On the surface, Alabama and LSU are similar football teams. But in one very large way, they couldn't be more different.
Many who study college football for a living call it "a coach's game" (since the players are transients who only stay 3-4 years, but the coaches - if they are good - might be there 20 years). One of the more fascinating phenomena to study, then, is how college football teams tend to take on the personality of their head coach.
The dichotomy between Alabama and LSU is a fascinating test case for this study. The mark of a Nick Saban-coached team, in general, is its icy professionalism. Saban's teams are typically regarded as emotion-free cyborgs, cold-blooded 5-star killing machines who play their assignments without passion or prejudice, then leave you to suffer the consequences. The score and the situation doesn't matter; all that matters is whether you do your job on the next play. Saban's ideal game is a boring affair to everyone who isn't an Alabama; his teams take control early and simply kill their opponents' will to live, bit by bit.
Les Miles? Les Miles doesn't do boring.
For all the success he's enjoyed since coming to LSU - 102 victories, three division championships, two SEC championships and one national title (two BCS title game appearances) - Miles frequently frustrates even his own fan base with his penchant for high-wire acts, particularly against inferior competition. Even his 2007 national champions were maddening to watch; in addition to losses to Kentucky and Arkansas, they survived near-death vs. Florida, Auburn, Alabama, and even Tennessee in the SEC Championship Game. Miles' football teams offer few guarantees, except this one: the result will be entertaining. For better or worse.
Anyway, here's their offense.
OK, so ... this offense hasn't been all that good.
Coming into this Saturday's game, LSU's offense ranks 62nd in the nation in total offense, averaging 5.9 yards per play. They did put on furious second-half comebacks vs.
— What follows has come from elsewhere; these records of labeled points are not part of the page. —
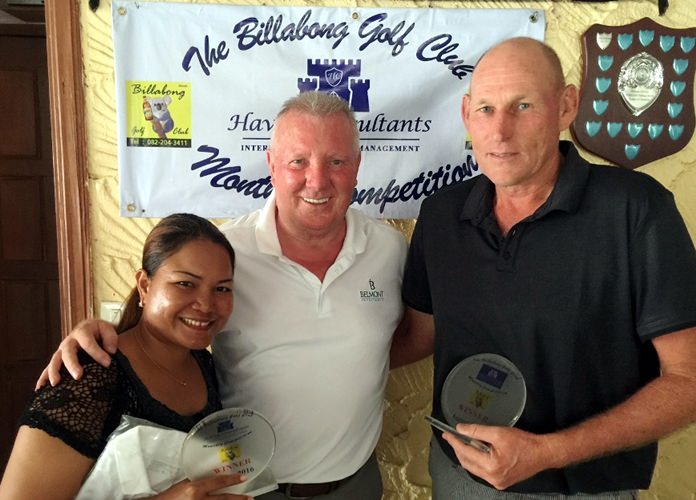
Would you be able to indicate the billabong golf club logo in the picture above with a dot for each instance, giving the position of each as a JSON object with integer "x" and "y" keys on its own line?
{"x": 637, "y": 93}
{"x": 371, "y": 294}
{"x": 338, "y": 77}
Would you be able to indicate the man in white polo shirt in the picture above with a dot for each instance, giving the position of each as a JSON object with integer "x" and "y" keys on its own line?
{"x": 317, "y": 298}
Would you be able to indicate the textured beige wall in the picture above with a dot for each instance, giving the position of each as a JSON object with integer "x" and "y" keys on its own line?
{"x": 116, "y": 242}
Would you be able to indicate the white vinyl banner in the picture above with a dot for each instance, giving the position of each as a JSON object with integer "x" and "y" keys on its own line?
{"x": 198, "y": 88}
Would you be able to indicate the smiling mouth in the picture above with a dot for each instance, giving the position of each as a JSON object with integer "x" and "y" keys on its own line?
{"x": 315, "y": 201}
{"x": 195, "y": 323}
{"x": 502, "y": 156}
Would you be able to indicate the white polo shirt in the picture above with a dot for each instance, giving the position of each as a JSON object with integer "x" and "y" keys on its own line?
{"x": 312, "y": 356}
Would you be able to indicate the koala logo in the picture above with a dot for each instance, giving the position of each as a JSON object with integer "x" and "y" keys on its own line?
{"x": 156, "y": 111}
{"x": 337, "y": 77}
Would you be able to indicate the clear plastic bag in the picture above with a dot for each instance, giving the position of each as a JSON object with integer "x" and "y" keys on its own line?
{"x": 141, "y": 459}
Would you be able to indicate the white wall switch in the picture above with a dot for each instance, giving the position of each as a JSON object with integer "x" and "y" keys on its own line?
{"x": 111, "y": 311}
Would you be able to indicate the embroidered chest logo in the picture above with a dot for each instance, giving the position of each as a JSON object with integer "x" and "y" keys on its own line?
{"x": 372, "y": 294}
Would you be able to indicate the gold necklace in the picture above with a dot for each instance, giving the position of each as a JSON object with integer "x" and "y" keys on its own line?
{"x": 169, "y": 373}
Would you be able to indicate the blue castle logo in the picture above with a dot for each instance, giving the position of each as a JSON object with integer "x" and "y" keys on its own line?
{"x": 337, "y": 77}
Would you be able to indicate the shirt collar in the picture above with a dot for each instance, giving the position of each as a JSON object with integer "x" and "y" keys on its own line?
{"x": 267, "y": 241}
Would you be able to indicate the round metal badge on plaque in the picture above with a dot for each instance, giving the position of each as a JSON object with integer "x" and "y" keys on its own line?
{"x": 640, "y": 82}
{"x": 484, "y": 389}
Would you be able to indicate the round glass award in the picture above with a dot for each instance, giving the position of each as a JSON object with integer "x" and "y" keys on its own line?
{"x": 484, "y": 389}
{"x": 229, "y": 441}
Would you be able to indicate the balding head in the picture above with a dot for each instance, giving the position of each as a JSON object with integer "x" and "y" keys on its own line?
{"x": 537, "y": 55}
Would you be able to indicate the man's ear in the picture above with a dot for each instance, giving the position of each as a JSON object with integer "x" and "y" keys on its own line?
{"x": 269, "y": 163}
{"x": 466, "y": 104}
{"x": 569, "y": 107}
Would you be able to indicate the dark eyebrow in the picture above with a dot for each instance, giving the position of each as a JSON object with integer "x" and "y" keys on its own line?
{"x": 193, "y": 275}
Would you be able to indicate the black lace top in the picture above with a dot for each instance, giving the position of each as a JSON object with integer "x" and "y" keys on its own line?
{"x": 82, "y": 413}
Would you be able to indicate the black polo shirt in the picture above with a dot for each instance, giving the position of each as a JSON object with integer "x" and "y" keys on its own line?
{"x": 572, "y": 295}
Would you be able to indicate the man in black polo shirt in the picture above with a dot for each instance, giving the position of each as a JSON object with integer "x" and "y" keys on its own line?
{"x": 583, "y": 276}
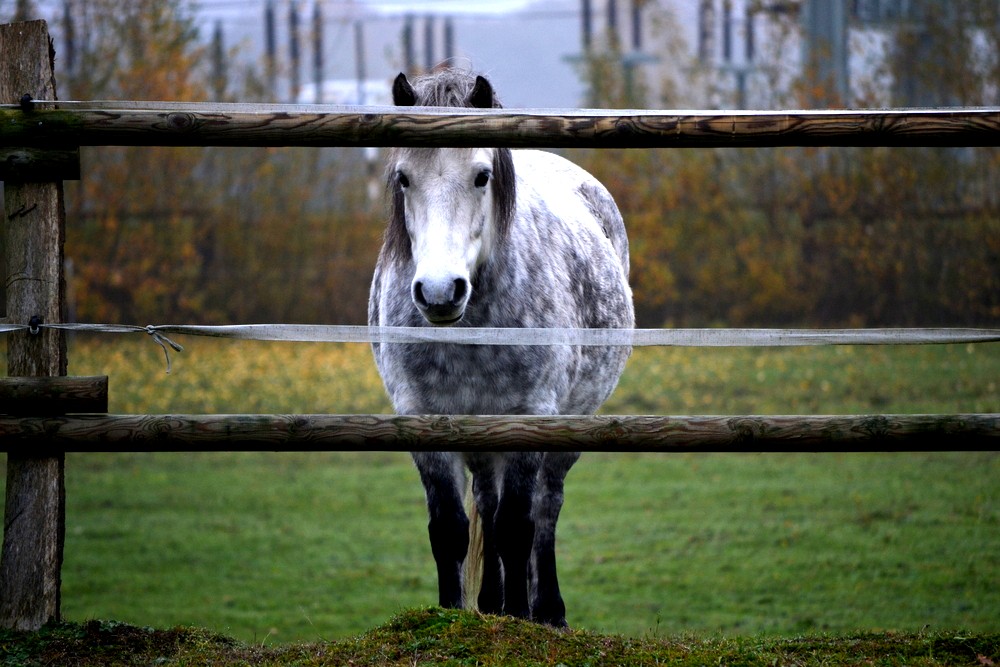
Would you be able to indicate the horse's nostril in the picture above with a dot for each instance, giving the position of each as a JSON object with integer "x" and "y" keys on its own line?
{"x": 418, "y": 294}
{"x": 461, "y": 287}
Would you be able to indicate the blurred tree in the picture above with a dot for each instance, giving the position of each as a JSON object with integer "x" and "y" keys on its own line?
{"x": 807, "y": 236}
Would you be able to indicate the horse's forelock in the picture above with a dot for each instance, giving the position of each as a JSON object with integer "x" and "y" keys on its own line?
{"x": 396, "y": 243}
{"x": 448, "y": 88}
{"x": 451, "y": 87}
{"x": 504, "y": 190}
Wisconsin and Mississippi State (the latter of which was aided by a stupefying snap-over-the-head play in the fourth quarter), but in the Tigers' biggest win of the season thus far - the offense turned the ball over 4 times, and managed only one touchdown (it wound up being the difference).
To be fair, this isn't necessarily an indictment of Cam Cameron; everyone knew the offense in 2014 would be replacing the bulk of its playmakers from 2013, specifically quarterback Zach Mettenberger, tailback Jeremy Hill and receivers Odell Beckham and Jarvis Landry.
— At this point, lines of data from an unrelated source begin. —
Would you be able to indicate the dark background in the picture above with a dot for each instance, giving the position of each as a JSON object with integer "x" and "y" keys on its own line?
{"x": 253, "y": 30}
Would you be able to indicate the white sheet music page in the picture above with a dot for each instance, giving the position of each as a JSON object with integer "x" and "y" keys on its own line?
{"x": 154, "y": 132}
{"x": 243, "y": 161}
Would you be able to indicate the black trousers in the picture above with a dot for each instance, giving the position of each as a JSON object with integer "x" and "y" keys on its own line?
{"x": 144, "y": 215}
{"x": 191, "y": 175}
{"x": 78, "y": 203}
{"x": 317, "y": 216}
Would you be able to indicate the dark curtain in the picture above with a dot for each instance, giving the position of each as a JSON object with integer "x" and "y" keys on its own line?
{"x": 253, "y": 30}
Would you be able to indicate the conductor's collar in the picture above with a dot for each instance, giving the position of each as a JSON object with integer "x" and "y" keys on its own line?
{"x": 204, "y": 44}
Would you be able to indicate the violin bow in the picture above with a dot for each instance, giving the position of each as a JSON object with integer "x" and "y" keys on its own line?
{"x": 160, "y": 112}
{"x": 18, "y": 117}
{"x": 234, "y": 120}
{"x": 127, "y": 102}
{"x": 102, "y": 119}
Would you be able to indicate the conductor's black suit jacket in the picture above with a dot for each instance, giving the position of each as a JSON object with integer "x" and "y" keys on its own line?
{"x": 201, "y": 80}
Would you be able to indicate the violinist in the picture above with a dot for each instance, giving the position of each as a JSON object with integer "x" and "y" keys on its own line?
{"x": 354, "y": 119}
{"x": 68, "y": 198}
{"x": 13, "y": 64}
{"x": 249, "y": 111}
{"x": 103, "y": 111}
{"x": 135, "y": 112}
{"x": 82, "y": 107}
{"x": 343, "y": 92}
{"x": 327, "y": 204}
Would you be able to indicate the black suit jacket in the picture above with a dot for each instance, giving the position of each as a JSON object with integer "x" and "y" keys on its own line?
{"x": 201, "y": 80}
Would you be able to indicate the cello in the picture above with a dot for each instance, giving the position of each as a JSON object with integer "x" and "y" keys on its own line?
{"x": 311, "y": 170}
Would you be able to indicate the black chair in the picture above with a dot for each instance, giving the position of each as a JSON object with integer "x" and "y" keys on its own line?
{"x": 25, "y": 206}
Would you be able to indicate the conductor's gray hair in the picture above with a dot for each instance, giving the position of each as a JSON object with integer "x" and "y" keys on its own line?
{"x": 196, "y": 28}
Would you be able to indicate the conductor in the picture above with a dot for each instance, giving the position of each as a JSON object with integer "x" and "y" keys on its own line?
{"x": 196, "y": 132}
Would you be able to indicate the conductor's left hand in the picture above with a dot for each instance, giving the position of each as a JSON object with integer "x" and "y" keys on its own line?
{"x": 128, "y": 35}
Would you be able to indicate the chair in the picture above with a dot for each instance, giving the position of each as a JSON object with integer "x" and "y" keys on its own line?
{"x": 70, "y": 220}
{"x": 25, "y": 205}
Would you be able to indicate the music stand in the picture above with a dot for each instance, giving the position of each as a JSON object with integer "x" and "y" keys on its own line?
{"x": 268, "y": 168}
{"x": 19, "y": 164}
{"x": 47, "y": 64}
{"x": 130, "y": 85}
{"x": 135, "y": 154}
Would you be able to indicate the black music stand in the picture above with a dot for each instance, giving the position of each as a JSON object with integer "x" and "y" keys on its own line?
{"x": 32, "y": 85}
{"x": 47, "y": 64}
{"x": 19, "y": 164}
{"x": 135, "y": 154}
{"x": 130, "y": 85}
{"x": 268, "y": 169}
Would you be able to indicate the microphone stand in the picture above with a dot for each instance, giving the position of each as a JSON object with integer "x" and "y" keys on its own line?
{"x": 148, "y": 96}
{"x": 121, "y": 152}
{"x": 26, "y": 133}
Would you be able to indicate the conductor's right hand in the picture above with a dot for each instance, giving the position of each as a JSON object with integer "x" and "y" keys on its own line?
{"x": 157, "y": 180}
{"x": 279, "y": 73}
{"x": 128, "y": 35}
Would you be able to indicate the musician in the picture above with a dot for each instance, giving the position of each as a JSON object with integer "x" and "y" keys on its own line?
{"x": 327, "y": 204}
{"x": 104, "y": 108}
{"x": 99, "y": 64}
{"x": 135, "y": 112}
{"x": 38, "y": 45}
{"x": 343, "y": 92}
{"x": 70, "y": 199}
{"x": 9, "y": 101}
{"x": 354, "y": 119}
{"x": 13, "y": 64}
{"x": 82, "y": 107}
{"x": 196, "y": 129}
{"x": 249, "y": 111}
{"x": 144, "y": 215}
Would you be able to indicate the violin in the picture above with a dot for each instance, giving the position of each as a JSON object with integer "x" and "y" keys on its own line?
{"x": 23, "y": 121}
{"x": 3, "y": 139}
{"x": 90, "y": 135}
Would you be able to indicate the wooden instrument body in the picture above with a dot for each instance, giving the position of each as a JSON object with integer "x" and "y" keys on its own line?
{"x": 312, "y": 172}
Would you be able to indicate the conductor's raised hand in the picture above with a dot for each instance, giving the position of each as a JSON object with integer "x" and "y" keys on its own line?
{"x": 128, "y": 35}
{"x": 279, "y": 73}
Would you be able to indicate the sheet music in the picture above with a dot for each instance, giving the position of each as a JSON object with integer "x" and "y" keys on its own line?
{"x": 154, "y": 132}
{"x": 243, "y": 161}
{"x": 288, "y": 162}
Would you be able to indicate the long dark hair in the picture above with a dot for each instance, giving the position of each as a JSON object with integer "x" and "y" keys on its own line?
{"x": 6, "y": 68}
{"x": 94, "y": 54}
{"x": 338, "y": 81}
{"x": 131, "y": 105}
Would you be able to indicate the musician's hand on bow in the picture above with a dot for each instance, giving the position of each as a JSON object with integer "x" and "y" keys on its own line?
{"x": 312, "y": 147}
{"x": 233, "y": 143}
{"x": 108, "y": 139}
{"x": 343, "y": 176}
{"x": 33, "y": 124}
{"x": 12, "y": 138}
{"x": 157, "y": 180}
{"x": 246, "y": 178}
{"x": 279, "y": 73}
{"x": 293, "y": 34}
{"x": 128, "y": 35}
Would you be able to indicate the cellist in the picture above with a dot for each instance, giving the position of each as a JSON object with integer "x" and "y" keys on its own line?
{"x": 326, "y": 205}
Unsurprisingly, this LSU team prefers a heavy rushing attack; LSU is currently running the ball for over 225 yards per game (4.6 yards per attempt), vs. 188 passing yards per game (8.8 yards per attempt).
However, as with Alabama, LSU's offensive explosion will hinge on its quarterback play.
Miles' LSU has never been averse to trying multiple signal-callers during a season; in 2014, sophomore Anthony Jennings and freshman Brandon Harris split duties for the first 7 games, with Jennings starting and splitting time in the first 4 before giving way to Harris in LSU's trip to Auburn. That ... didn't go well, and Jennings has played all the meaningful snaps in wins over Florida, Kentucky and Ole Miss.
In none of those performances has Jennings lit up anyone's stat sheet, passing for 110 yards, 120 yards and 142, and one touchdown in each game. Against Kentucky he contributed in the running game, with 7 carries for 40 yards. Florida and Ole Miss limited him as a runner, however.
The key to LSU's offense, then, is the run game.
At the line of scrimmage
So this game has an awful lot in common with Bama's trip to Arkansas; specifically, the key to the game will be how Alabama's defensive line fares against LSU's OL.
In its three-game win streak, LSU's running game has become increasingly dominant, with 195 yards, 303 yards and 264 yards. For what it's worth, those three defenses - Florida, Kentucky and Ole Miss - are rugged, prideful units. That means the Tigers' corps of running backs - Leonard Fournette, Terrence Magee, Kenny Hilliard, et al - have seen increased action as well.
The Bengals' offense proceeds from there. Run and you can open the downfield passing game. Dominate the line of scrimmage, keep Alabama's offense off the field, take some of those crazy chances that mark Les Miles' greatest victories ... and make it a night to remember.
Or, if you're a Bama fan, hope for something boring. And for the best, of course.